They gave a couple examples of the kind of AIs that don’t make games fun. One was some game (real or hypothetical) where you fight a small drone that’s very smart and fast, so it’s hard to shoot at. Another was where the enemy goes off and concocts a sophisticated plan to beat you.

They described how the player wants to feel like the game play is about themselves, not about some ultra smart enemy. So big and dumb enemies tend to work best, even though they don’t use sophisticated AI by today’s standards.

It was like the the Jurassic Park meme: just because we can doesn’t mean we should.

(Also very strong agree on monster infighting, it added so much depth, as a kid I didn’t even know monsters could infight until the level with cyberdemon and arachnotron in the same room)


Consider an FPS AI with perfect tracking and aim, or a starcraft AI with perfect blink stalker micro. It's a smart play, but not fun for the player


Or the Deus Ex “ai” which people praised as feeling very intelligent- but was just programmed scripted sequences based on what the player most likely would do.


So a state machine? My unchecked suspicion would be that 99% of all enemy AI in gaming history are state machines of some sort.


Yeah, in the end it's all if-this-happens-do-that under the hood. And that's important because game AI must be deterministic. Otherwise reproducing bugs would be impossible.


> all enemy AI in gaming history are state machines of some sort.

Couldn't that be said about all natural intelligences too? "state machines of some sort" is a very broad characterisation fitting almost anything.


Aren't most elements in video games, including the player characters, state machines?


Do you have a source? I had never heard this.


sophisticated AI != aimbot accuracy


Some games are so complex that AI on the higher difficulty levels resorts to cheating.
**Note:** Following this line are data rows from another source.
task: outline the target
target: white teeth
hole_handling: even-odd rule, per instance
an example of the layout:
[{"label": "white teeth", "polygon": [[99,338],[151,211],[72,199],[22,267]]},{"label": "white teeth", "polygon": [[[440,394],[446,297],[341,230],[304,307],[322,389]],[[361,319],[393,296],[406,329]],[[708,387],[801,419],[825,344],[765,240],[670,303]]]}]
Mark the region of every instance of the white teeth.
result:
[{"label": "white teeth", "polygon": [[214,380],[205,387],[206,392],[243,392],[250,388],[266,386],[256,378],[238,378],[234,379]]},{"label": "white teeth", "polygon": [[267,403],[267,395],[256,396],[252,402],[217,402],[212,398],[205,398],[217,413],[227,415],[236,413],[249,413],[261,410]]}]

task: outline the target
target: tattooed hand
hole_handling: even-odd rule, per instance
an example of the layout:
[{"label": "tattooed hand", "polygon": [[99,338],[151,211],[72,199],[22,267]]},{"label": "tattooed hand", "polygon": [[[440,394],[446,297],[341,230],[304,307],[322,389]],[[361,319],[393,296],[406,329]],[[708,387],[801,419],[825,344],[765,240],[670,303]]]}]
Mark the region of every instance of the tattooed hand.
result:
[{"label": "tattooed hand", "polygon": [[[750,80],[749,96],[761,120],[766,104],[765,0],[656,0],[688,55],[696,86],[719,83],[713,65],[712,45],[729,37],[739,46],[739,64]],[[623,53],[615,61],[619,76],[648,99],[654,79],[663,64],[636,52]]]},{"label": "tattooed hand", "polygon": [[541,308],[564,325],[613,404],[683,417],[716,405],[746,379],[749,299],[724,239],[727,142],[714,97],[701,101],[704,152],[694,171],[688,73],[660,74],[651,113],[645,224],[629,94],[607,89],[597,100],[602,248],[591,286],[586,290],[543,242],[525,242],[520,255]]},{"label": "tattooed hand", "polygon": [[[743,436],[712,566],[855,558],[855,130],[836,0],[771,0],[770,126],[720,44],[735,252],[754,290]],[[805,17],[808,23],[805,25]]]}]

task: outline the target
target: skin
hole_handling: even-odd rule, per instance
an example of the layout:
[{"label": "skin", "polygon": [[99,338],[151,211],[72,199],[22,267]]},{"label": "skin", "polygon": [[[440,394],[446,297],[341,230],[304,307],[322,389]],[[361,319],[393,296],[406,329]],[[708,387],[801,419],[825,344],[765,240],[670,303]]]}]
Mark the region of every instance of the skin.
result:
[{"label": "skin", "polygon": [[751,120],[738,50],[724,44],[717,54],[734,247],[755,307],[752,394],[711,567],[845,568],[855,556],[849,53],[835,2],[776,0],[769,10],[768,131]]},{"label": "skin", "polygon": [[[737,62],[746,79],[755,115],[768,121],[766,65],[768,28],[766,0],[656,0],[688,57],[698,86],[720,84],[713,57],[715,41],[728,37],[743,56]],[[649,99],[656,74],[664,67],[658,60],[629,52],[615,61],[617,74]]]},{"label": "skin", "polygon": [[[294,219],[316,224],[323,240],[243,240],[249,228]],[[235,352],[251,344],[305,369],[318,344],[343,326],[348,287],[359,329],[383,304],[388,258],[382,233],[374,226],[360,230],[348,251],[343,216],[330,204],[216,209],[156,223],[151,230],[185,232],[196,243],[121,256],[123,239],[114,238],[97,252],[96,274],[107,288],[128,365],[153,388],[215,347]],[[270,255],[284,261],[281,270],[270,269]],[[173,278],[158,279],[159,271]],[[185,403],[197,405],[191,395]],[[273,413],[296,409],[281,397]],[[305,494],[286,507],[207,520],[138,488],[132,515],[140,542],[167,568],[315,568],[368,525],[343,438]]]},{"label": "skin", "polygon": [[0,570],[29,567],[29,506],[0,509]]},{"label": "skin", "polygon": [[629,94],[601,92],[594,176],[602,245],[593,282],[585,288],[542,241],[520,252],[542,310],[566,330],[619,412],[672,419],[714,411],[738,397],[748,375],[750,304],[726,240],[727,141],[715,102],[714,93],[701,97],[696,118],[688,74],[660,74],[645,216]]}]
I understand the rationale behind it, but it has always rubbed me the wrong way.


Off the top of my head, several roguelikes (e.g. ADOM, Caves of Qud, ToME) and several entries in the TES series (e.g. Daggerfall, Skyrim) support it.

I also remember at some point playing an RPG where you found an ongoing even fight between two armies and you could join one to make the fight go your way, but I don't remember what it was.


Sounds like Skyrim and the fight between the Empire and the Stormcloaks.


Minecraft. Triggering it so skeletons kill creepers was the primary way to get music discs


In Tears of the kingdom you can shoot muddle buds to monsters and they’ll start fighting each other.


The original Halo trilogy, Breath of the Wild/Tears of the Kingdom, The Last of Us, and Horizon: Zero Dawn, to name a few. A great mechanic!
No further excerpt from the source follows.